From MENA region standpoint, the collapse of the oil price and the uncertainty surrounding it play a crucial role. As investment in high marginal cost oil production locations declines, the logic for a full recovery of oil prices a few years from now is apparently strong. However, the uncertainties that could keep oil prices lower for longer are enormous. High-cost oil producers are finding unexpected cost savings. Iran, Iraq, Libya and Venezuela have plenty of room before they return to historic production levels, and, in some cases, to expand their capacity. Efficient use, digitalization, production technology and regulation are also pointing to contained oil prices. For example: will fracking spread outside the United States? Will technologies enable much greater oil production in the high seas or the arctic? Will the cost of renewables continue to fall, and will longer battery lives and lower prices enable electric cars? Will regulation push harder to contain fossil fuel consumption as climate worries continue to mount?

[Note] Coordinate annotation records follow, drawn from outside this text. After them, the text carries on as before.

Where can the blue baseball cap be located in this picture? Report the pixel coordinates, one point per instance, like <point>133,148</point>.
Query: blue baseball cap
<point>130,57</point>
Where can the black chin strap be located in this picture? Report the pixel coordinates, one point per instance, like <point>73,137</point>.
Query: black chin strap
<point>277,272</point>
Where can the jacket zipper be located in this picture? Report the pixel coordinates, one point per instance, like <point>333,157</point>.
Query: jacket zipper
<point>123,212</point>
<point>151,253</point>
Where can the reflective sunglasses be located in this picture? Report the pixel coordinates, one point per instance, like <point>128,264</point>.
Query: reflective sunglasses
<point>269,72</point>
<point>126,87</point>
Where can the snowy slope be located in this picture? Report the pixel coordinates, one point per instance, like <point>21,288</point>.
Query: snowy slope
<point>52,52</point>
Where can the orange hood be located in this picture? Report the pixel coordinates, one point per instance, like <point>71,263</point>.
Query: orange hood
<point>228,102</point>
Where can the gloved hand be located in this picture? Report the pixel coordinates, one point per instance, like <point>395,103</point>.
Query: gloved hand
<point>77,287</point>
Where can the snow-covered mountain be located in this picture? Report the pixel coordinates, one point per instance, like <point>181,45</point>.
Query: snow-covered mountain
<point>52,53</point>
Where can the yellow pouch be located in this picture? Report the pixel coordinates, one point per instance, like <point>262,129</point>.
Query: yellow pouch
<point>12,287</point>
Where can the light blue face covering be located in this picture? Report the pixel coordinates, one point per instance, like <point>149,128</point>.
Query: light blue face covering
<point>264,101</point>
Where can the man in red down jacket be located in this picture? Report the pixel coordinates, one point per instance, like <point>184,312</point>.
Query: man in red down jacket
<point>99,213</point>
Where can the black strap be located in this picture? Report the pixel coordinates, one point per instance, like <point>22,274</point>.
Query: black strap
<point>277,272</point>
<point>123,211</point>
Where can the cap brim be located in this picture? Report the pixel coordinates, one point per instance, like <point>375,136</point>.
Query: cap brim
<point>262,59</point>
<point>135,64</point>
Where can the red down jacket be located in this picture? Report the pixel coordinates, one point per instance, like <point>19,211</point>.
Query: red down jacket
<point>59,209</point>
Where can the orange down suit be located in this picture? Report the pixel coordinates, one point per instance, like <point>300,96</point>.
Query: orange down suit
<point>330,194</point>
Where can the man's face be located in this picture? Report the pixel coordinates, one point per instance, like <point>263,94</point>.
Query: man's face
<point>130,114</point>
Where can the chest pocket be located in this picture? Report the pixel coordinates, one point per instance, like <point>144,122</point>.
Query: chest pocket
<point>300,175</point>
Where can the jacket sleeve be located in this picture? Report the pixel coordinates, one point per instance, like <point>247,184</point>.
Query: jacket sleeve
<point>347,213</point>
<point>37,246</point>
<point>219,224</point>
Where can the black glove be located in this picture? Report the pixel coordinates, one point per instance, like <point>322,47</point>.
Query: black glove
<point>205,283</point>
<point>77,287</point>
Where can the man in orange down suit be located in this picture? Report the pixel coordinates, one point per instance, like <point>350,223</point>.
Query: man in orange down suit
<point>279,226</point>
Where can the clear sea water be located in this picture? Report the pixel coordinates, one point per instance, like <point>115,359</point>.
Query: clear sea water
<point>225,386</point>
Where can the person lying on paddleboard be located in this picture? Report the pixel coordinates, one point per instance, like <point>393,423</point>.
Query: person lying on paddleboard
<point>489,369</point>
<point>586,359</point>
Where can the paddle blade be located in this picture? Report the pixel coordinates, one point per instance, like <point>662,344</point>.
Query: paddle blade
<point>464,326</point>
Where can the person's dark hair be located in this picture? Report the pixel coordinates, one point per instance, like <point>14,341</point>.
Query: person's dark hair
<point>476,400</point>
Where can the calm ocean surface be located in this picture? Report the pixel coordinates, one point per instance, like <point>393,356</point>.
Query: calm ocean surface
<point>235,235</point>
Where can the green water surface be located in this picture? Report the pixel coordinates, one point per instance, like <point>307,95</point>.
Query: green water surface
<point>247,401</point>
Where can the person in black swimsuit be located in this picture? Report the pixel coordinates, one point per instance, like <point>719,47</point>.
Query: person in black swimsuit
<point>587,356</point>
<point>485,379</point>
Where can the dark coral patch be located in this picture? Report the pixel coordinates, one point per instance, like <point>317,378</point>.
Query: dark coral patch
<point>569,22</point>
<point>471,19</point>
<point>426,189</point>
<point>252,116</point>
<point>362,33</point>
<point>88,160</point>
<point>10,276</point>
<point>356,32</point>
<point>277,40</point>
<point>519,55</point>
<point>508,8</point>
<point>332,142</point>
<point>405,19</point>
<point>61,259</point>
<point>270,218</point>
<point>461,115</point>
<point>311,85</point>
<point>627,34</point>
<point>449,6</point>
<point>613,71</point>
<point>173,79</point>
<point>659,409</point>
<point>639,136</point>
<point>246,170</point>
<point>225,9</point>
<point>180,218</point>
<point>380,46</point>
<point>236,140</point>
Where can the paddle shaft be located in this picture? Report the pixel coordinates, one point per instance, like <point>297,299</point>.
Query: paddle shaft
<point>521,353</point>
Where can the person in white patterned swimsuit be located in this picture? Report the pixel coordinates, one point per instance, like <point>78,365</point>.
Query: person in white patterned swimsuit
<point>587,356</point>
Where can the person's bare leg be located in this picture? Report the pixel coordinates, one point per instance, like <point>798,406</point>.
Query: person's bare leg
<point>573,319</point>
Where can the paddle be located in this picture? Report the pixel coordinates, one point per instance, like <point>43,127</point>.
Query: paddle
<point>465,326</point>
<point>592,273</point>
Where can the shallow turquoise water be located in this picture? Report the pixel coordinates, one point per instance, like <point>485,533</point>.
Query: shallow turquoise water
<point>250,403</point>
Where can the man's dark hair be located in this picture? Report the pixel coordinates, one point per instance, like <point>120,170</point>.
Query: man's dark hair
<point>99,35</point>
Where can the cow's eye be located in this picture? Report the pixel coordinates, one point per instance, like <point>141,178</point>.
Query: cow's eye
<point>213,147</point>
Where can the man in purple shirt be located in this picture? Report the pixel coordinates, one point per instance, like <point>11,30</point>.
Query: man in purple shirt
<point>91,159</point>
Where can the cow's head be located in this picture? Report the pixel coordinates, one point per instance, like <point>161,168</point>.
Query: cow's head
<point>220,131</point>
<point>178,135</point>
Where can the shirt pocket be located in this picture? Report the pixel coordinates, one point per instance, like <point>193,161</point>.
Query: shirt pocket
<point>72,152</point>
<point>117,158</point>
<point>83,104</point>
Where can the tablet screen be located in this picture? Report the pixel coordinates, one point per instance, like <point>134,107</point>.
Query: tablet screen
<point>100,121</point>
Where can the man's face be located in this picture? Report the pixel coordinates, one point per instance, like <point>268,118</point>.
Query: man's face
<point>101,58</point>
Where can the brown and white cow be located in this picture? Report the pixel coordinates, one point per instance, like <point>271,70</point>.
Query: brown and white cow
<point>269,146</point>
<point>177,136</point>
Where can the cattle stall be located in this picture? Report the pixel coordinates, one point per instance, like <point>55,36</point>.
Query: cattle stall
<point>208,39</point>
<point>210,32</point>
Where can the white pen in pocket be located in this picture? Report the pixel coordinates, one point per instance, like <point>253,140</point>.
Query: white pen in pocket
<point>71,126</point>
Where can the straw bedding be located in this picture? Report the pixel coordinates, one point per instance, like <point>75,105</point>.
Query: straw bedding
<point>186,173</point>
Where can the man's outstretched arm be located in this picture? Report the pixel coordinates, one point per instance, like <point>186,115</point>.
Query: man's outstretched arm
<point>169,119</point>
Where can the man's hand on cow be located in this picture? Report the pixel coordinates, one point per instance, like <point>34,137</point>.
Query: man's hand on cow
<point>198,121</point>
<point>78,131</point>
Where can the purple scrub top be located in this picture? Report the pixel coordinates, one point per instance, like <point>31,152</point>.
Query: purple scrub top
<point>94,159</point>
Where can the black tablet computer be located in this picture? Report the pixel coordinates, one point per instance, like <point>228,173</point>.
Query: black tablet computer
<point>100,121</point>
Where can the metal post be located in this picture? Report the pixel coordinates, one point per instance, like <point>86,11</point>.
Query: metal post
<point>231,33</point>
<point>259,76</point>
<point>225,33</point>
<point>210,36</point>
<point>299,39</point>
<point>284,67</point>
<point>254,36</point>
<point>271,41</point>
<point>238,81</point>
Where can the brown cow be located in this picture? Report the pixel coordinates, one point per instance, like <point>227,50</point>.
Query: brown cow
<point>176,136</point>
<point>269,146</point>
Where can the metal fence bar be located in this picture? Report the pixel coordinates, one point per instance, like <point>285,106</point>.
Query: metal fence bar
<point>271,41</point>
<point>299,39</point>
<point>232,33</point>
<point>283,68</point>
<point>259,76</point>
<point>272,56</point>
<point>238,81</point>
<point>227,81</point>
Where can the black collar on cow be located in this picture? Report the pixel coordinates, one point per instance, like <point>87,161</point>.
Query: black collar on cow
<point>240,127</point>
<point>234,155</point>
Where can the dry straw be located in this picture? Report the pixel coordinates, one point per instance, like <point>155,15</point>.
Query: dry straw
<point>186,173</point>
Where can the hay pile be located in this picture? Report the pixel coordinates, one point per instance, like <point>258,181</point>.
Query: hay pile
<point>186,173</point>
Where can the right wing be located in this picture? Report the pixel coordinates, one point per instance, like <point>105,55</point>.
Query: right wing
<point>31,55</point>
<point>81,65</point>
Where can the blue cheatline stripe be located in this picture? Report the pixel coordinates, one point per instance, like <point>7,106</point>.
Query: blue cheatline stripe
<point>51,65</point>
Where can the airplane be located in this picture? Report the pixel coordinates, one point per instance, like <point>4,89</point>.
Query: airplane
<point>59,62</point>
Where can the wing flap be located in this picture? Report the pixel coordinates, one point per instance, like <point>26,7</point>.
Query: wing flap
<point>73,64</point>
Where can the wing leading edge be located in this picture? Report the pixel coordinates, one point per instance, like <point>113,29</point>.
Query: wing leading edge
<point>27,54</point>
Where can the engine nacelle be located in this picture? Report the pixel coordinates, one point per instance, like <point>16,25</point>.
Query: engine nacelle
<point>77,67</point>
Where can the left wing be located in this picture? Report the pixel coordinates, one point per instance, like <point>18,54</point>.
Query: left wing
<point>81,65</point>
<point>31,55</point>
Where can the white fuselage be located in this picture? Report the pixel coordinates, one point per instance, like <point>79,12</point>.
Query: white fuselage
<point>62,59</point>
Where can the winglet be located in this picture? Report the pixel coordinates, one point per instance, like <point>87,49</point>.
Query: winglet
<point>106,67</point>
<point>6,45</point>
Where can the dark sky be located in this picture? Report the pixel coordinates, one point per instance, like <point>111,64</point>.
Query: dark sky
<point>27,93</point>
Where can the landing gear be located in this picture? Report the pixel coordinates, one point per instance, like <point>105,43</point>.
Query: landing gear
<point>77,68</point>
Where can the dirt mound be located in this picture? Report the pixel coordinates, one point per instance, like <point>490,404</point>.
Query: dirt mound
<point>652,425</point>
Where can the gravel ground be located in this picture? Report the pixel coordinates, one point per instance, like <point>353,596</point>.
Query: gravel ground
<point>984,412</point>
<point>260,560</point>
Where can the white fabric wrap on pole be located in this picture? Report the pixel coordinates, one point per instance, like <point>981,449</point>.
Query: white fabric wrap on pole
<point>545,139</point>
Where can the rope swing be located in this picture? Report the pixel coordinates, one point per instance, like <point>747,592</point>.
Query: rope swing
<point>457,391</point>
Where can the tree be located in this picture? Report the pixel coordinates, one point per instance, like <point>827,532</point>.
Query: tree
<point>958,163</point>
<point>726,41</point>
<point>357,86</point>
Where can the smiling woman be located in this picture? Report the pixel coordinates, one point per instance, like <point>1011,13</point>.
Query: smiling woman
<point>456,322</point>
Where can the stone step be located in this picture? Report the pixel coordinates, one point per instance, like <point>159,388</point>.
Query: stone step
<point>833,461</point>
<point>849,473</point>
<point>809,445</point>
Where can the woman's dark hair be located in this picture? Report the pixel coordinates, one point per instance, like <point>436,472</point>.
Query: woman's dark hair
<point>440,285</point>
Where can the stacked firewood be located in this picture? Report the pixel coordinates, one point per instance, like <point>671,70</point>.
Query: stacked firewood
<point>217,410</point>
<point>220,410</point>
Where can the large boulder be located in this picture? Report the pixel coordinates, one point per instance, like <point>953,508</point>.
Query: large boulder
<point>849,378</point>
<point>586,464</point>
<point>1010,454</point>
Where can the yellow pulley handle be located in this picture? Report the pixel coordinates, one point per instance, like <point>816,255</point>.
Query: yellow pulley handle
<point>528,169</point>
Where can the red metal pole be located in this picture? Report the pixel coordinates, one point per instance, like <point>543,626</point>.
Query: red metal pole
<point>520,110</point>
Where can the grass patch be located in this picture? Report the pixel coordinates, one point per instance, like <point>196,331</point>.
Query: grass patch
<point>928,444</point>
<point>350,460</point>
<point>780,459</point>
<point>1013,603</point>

And, how big is the expected deceleration in global growth and how rapid will be the relative decline of energy-intensive manufacturing? In the oil exporters, there is an understandable desire to diversify, yet the large uncertainty surrounding oil prices is in itself a deterrent for investment not only in energy – where prices could stay low for longer - but also in agriculture and manufacturing which, if instead oil prices surge again, could quickly become uneconomical.
In MENA, these external and political challenges are compounded by domestic policy weaknesses. These include rigid labor markets which combine with the youth bulge and large investments in education into a combustible mix of unemployment and unfulfilled expectations. The region’s unhealthy preference for fixed exchange rates reduces its capacity to adjust to shocks and deters much needed financial integration with the rest of the world.
The Arab uprisings occurred against a background of many years of pretty rapid economic growth and relative peace. Over the 15 years to 2012, the MENA region grew in excess of 5% a year on average. Reserves built over that period helped buy peace or at least contain turmoil. Now the MENA region is growing at 2.5-3%, fiscal and external deficits have soared in most countries, and poverty is increasing. This is not a recipe for stability. A global recovery, especially if Europe does better, will help the region. Higher oil prices will help oil exporters whose economies account for the lion’s share of the region’s GDP but also penalize the oil-importers such as Morocco. Secular stagnation, should it take hold in the advanced countries will certainly not help the MENA region, but it will not determine its development outcome, either. Under any scenario, more than any time in memory, MENA’s prospects will depend not so much on external factors, but on its ability to bridge its internal divisions.
In these highly fluid circumstances the role of external aid agencies, such as the Bank, the Fund, the ADB, EU and USAID is more challenging, but also more important. Yes, more countries need money, but independent, sound advice is even tougher to find when divisions are so deep. Governments are changing, and the IFIs do not get to choose the governments they must help. We all prefer democracy to autocracy. We like to have both democracy and stability, but faced with having one or the other but not both, as development economists we are sometimes justified to favor stability. Projects and reform programs should be robust under alternative political scenarios, and projects that bring people together are especially important in today’s MENA context.